There’s my maternal grandfather, in a stiff collar and suit, unsmiling, standing tall before the camera. In the formal family portrait hanging on the wall, he is standing beside his wife, Grandma Annie, and she is holding their first child, my mother’s oldest sister.

He was a first-generation American, a proud “Yankee” who came here by himself from Russia when he was 13. That can toughen up a kid. He died when I was 4. By all accounts he was an emotional, hot-tempered man, not particularly empathic and probably not aware of what the word meant. He didn’t talk about feelings; men of his day didn’t know how. His Canarsie apartment was his castle, and he was the absolute ruler of the family of four.

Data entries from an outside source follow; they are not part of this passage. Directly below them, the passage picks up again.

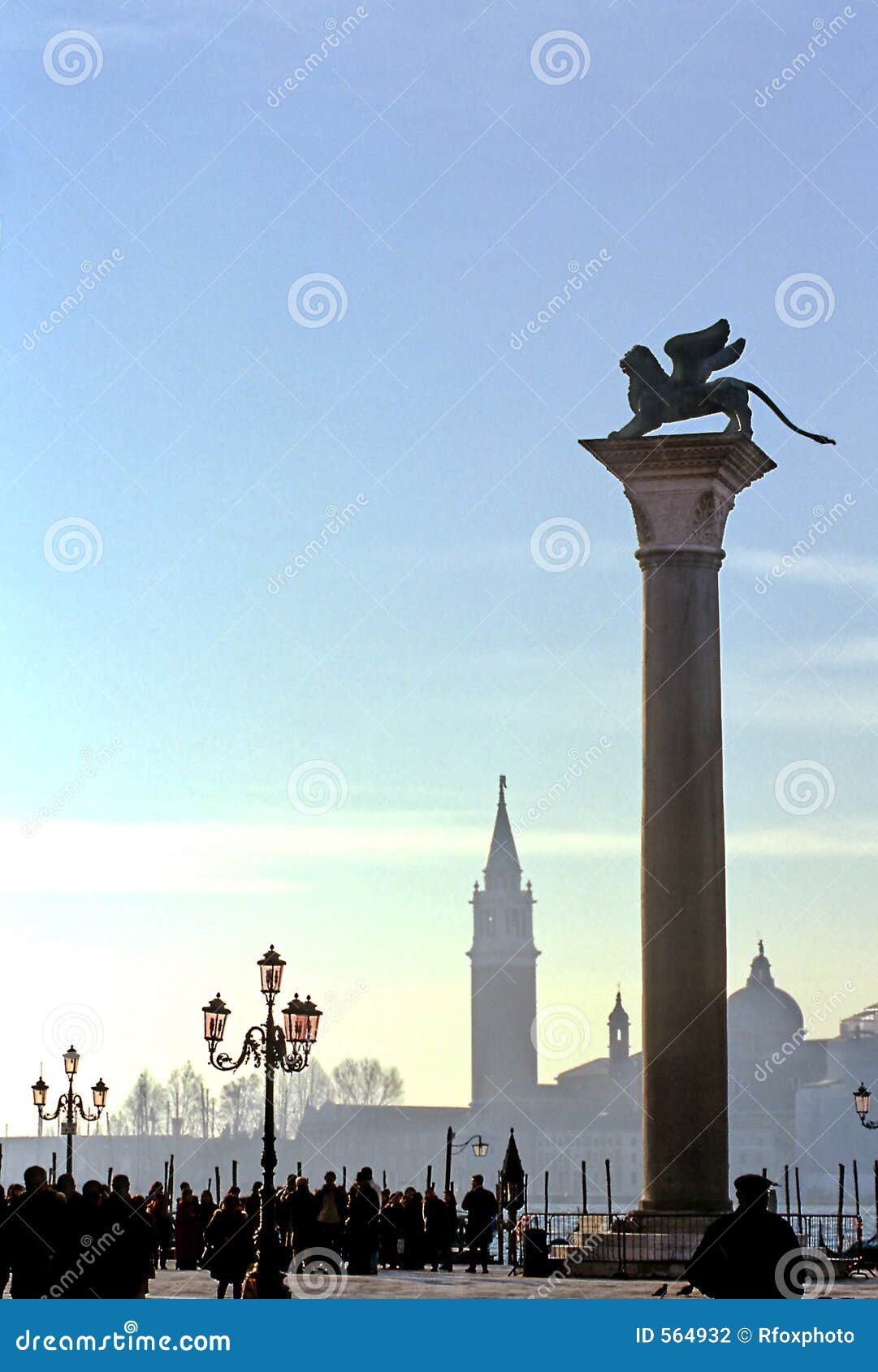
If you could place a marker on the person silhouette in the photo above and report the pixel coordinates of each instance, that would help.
(746, 1254)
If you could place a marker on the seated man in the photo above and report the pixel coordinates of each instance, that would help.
(748, 1253)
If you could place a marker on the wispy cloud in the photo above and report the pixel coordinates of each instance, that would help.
(84, 858)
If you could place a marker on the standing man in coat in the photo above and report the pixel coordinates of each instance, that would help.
(481, 1206)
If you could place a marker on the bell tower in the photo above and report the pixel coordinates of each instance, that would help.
(504, 972)
(619, 1025)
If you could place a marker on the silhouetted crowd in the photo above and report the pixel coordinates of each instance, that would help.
(105, 1242)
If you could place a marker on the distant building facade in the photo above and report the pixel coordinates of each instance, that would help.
(789, 1089)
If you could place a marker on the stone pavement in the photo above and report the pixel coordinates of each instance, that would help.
(448, 1286)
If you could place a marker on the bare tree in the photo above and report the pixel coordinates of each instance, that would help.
(145, 1107)
(294, 1094)
(240, 1103)
(184, 1098)
(364, 1081)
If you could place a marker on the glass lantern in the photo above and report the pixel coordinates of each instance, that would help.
(862, 1098)
(216, 1014)
(270, 972)
(301, 1021)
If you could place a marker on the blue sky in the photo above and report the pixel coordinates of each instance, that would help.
(203, 434)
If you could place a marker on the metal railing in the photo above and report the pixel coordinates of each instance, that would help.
(631, 1243)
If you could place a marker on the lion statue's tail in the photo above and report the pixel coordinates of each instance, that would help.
(758, 390)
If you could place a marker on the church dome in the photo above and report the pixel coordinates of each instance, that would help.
(760, 1016)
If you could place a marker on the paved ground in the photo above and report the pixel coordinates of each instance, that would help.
(443, 1286)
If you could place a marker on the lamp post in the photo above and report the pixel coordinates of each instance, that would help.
(512, 1195)
(266, 1046)
(479, 1149)
(70, 1102)
(862, 1098)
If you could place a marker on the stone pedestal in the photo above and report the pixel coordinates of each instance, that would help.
(681, 490)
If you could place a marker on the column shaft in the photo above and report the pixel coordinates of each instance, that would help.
(683, 887)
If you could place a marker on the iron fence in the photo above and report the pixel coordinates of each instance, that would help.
(635, 1243)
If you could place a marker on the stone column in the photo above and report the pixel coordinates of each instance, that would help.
(681, 490)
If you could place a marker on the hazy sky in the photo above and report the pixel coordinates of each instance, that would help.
(439, 175)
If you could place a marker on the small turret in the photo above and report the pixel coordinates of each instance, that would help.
(619, 1024)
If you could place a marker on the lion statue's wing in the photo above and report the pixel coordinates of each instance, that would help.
(696, 356)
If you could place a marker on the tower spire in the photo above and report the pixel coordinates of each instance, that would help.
(504, 972)
(503, 863)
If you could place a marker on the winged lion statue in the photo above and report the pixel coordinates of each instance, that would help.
(689, 393)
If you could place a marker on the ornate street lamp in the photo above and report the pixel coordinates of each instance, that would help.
(70, 1102)
(275, 1049)
(862, 1098)
(479, 1149)
(512, 1191)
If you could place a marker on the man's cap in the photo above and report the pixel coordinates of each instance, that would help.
(754, 1183)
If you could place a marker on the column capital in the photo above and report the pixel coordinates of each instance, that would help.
(681, 487)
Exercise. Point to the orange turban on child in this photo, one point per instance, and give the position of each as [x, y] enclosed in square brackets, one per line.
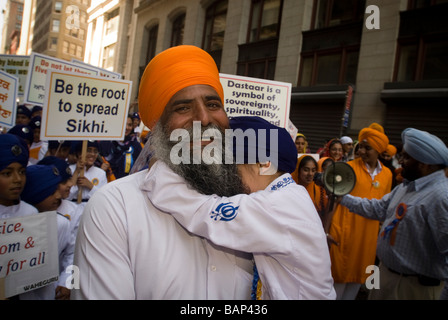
[377, 140]
[170, 71]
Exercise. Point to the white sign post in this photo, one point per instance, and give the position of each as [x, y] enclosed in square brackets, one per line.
[28, 253]
[80, 107]
[37, 74]
[16, 66]
[8, 96]
[266, 99]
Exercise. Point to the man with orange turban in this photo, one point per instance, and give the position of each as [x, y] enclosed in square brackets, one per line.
[126, 247]
[355, 235]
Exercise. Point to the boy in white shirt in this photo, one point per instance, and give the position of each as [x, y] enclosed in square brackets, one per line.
[277, 222]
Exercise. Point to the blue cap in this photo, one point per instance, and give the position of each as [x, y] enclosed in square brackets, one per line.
[23, 109]
[424, 147]
[23, 131]
[13, 149]
[60, 164]
[281, 152]
[41, 182]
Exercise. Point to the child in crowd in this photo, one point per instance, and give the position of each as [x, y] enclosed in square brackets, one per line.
[277, 222]
[41, 191]
[93, 177]
[67, 208]
[13, 164]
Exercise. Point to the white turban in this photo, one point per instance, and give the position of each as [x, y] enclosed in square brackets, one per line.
[424, 147]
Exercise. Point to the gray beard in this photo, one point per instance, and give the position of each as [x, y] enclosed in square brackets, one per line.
[220, 179]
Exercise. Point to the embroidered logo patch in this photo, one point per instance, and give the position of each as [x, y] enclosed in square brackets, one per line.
[224, 212]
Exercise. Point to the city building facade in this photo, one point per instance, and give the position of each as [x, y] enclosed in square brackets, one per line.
[350, 62]
[373, 60]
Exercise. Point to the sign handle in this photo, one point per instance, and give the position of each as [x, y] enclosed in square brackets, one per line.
[81, 174]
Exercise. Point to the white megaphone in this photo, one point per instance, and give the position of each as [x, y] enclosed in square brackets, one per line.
[338, 179]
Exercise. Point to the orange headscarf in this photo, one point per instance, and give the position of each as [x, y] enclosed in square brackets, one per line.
[377, 140]
[170, 71]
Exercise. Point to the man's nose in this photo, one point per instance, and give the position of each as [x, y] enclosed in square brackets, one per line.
[202, 114]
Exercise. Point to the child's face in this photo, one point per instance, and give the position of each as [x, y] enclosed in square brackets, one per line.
[12, 182]
[64, 188]
[50, 203]
[307, 172]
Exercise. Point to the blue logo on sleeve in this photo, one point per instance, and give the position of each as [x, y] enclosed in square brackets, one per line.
[224, 212]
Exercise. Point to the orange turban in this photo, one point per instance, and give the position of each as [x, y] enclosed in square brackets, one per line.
[391, 150]
[377, 140]
[377, 126]
[170, 71]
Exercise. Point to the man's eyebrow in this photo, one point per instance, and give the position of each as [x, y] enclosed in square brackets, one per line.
[213, 97]
[181, 101]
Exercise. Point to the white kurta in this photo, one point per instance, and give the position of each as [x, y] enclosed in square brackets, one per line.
[19, 210]
[95, 175]
[279, 225]
[128, 249]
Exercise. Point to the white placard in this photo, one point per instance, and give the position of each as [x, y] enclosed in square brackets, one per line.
[244, 96]
[81, 107]
[101, 72]
[37, 75]
[8, 97]
[28, 252]
[18, 67]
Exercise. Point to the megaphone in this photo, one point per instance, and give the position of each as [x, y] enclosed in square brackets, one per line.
[338, 179]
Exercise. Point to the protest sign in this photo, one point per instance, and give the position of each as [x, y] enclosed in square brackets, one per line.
[244, 96]
[101, 72]
[37, 75]
[80, 107]
[8, 97]
[18, 67]
[28, 253]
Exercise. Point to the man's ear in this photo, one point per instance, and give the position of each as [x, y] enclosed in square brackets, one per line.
[267, 169]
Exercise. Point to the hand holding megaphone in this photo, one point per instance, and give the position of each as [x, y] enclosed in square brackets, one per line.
[338, 179]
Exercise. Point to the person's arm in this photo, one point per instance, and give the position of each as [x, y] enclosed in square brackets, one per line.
[375, 209]
[101, 251]
[242, 222]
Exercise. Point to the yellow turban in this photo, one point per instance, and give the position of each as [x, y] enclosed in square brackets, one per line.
[377, 126]
[170, 71]
[377, 140]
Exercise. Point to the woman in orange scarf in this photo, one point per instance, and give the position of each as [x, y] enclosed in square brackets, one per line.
[356, 236]
[304, 175]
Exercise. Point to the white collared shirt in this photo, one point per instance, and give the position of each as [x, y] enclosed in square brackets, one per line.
[128, 249]
[279, 225]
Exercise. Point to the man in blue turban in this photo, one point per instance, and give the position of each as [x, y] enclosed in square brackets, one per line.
[413, 242]
[274, 222]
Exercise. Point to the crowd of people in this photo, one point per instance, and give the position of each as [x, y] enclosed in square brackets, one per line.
[272, 234]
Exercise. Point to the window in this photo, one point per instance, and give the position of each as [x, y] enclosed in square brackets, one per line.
[112, 20]
[53, 43]
[177, 36]
[422, 59]
[215, 26]
[329, 67]
[108, 57]
[264, 22]
[58, 6]
[79, 51]
[55, 27]
[328, 13]
[152, 43]
[65, 47]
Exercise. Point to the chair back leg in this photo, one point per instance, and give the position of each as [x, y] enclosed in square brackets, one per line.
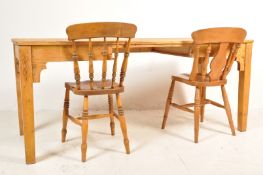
[111, 111]
[168, 103]
[65, 116]
[123, 123]
[84, 130]
[228, 110]
[196, 114]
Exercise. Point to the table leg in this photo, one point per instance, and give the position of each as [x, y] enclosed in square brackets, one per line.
[243, 89]
[18, 93]
[26, 102]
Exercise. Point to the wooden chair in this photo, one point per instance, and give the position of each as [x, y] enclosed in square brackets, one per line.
[115, 37]
[218, 48]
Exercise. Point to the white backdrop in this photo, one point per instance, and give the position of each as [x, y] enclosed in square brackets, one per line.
[148, 74]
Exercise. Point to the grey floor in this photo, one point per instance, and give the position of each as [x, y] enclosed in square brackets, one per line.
[153, 151]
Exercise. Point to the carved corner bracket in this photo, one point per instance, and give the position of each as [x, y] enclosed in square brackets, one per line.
[37, 68]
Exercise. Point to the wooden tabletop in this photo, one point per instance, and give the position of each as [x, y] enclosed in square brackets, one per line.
[135, 41]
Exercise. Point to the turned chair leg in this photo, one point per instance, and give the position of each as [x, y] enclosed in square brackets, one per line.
[65, 116]
[111, 111]
[123, 123]
[202, 108]
[196, 114]
[168, 103]
[228, 110]
[84, 129]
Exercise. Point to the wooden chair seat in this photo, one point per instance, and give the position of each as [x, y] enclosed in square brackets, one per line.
[84, 88]
[184, 78]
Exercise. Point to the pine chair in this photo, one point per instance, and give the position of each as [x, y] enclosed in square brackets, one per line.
[115, 37]
[218, 48]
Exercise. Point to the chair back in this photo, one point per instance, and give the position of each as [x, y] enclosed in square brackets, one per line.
[112, 35]
[216, 47]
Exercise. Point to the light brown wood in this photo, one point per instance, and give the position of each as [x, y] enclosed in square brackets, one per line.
[227, 41]
[168, 103]
[111, 111]
[45, 50]
[84, 129]
[27, 107]
[18, 91]
[122, 120]
[228, 110]
[197, 114]
[103, 86]
[244, 86]
[65, 116]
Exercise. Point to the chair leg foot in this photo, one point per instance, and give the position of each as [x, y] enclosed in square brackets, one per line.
[123, 124]
[83, 152]
[196, 114]
[112, 126]
[127, 146]
[228, 110]
[65, 116]
[63, 133]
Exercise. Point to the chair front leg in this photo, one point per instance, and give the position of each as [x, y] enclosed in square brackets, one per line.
[123, 123]
[168, 103]
[111, 111]
[65, 116]
[84, 129]
[196, 114]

The only breadwinner, he worked as a tailor, earned a modest income and doled out every penny with an autocratic flourish. His oldest daughter (the one on Annie’s lap in the photo) couldn’t wait to get out of the house. She ran away when she was 16, into a doomed marriage.

My dad moved up the evolutionary ladder. He was pretty much an old-time father, primary provider, go-to guy for big decisions. Raising daughters was a mystery to him, so he taught us to fish and throw a ball when we were little. When we had crying fits and dramatic teenage meltdowns, he escaped into his books. Feelings, as a topic of discussion, were not on his radar.

But something happened around age 65. As he grew older, remarkably, he seemed to notice what was going on in the world of relationships, the shifting sands of gender roles. One night he actually got up from the table with a plate in his hand and brought it into the kitchen. A modest step, but there was no going back.